On Freitag, 4. Dezember 2020 21:33:38 CET Sam Whited wrote:
> On Fri, Dec 4, 2020, at 20:23, Florian Schmaus wrote:
> > I begin to feel that a lot of your rationale is based on the idea that
> > you always (/often?) have access to the raw UTF-8 bytes as they
> > appeared on the wire.
> 
> Yes, most of it is.
> 
> > While is is probably true for languages where the String type's native
> > encoding is also UTF-8. It is usually not true for others. For
> > example, widely used XML parser in Java will return Java's String
> > type, which is UTF-16 (or ISO-8859-1 [1]) based.
> 
> Yes, this is fair, I was thinking you could probably always get the raw
> bytes, but it does look like a lot of these *only* do DOM based parsing
> and don't keep the original representation.

This has nothing to do with DOM vs. whatever. SAX can also give you the data 
in the format which is described by the XML model (code points).
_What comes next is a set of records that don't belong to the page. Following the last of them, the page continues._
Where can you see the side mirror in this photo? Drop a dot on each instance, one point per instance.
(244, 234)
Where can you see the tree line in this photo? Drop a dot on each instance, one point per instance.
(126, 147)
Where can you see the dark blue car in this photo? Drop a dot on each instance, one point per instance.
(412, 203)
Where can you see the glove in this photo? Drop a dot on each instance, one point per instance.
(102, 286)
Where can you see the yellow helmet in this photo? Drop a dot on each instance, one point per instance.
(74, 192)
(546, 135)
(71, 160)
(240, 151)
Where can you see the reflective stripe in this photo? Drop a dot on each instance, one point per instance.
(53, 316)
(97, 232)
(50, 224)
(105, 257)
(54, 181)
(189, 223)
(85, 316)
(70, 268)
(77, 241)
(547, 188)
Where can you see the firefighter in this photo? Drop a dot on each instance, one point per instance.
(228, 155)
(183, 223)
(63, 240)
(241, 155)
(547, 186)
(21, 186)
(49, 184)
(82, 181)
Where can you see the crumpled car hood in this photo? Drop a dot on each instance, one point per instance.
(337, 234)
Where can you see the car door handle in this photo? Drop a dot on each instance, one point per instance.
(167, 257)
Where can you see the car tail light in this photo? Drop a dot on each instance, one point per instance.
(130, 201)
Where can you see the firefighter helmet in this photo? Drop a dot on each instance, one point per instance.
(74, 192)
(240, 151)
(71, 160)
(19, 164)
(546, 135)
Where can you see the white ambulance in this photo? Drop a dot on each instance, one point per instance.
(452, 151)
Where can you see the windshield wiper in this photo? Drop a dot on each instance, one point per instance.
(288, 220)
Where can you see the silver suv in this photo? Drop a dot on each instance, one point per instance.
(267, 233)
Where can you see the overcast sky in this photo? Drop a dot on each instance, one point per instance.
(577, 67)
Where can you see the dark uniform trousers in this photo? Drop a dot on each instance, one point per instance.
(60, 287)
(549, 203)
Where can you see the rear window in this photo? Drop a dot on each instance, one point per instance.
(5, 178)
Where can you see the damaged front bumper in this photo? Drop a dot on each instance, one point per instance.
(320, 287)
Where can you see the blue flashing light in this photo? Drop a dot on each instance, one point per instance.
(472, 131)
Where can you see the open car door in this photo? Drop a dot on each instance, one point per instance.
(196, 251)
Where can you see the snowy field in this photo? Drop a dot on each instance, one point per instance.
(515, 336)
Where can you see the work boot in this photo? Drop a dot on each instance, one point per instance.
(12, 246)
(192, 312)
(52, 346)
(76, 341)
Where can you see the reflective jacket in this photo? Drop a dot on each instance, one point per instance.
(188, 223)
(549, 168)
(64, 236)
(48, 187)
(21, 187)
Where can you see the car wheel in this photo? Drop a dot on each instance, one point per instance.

So it appears there are two sides and arguing from the point of view of 
programming languages will give us always those who get the raw representation 
of the data on the wire (C-ish things) and those who get the high-level 
representation.

Thus, I propose that we stick with what the standards offer. XMPP is based on 
XML in that all data exchanged is somehow wrapped in XML. XML specifies that 
all character data (text) is a sequence of unicode code points. The encoding 
on the wire is irrelevant after decoding of XML; on the *abstract* layer, XML 
provides sequences of code points, nothing else. 

Some libraries always convert to UTF-8 (libxml2), some bindings always offer 
some kind of unicode codepoints (e.g. python which opportunistically chooses 
ASCII/UCS-2/UCS-4 depending on the data), some bindings may even expose the 
raw bytes and let the user deal with it (I think there was/is a zero-copy 
implementation which mostly consisted of strategically replacing XML 
metacharacters with NUL bytes in the incoming data).
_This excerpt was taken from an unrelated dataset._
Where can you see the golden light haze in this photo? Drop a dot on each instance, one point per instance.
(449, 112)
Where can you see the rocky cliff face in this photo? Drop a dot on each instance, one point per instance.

But all implementations which want to be XMPP and XML 1.0 compliant need to 
have some way to convert or offer access to code points, as that’s the XML data 
model. Let’s build on that.

Easy choice.

Much easier than writing 20 emails on this topic, and that just in this 
thread.

> > However, given that there is a wide variety here, I am not sure if it
> > is worth to take any of that into consideration.
> 
> Yes, fair enough.
> 
> > Instead, my rationale is based on the idea that you always have
> > access to the Unicode code points of the textual content obtained
> > from the XML.
> 
> I do not have that access without converting from UTF-8 to code points
> in the hot-path where it would be inappropriate. It's effectively the
> same thing: I don't want to convert from bytes to code points, you don't
> want to convert from codepoints to bytes. Some languages will have to do
> the conversion either way, so it seems worth using the thing that allows
> for the most flexibility with the least amount of work in eg. IoT
> devices using C that are trying to optimize for performance where
> passing along the bytes as received on the wire (possibly with some
> validation that the range is accurate) is acceptable.
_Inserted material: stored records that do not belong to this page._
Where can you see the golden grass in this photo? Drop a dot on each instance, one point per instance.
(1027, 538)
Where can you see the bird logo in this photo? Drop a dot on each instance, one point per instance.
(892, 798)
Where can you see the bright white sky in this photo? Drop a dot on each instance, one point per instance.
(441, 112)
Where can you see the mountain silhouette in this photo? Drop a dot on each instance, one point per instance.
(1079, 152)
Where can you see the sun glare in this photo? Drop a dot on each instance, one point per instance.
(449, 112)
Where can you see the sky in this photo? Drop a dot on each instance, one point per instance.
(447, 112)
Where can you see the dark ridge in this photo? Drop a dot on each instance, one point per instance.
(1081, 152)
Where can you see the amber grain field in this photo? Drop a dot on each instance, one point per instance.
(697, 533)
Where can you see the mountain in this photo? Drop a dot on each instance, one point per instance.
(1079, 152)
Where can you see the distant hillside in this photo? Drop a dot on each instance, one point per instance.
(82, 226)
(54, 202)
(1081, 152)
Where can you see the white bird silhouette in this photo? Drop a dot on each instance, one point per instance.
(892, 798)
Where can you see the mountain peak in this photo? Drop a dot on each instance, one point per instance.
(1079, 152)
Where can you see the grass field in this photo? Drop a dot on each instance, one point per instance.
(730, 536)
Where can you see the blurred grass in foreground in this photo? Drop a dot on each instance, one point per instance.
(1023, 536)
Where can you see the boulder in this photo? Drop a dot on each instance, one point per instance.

Note that you do not have to decode UTF-8 (which can be between O(n) and 
O(n^2) depending on the implementation and circumstances) to count code 
points; you can certainly do the counting in O(n) (which is the same as 
strlen() in C). And it would be similarly easy to write algorithms to do 
efficient batched codepoint indexed operations on UTF-8 strings in C (such as 
splitting UTF-8 byte ranges based on start/end information or such), if you 
really wanted to do such things in C.

However, I also think that the IoT use-case is a bit strawmanny, given that 
IoT devices would rarely have to deal with markup or other rich human-facing 
formats which require decoding of such codepoint references.

Thus ... I don’t buy this argument. Devices which render markup or references 
would have to deal with complexity way beyond this. And they’ll have to do the 
decoding anyway to do some kind of text rendering.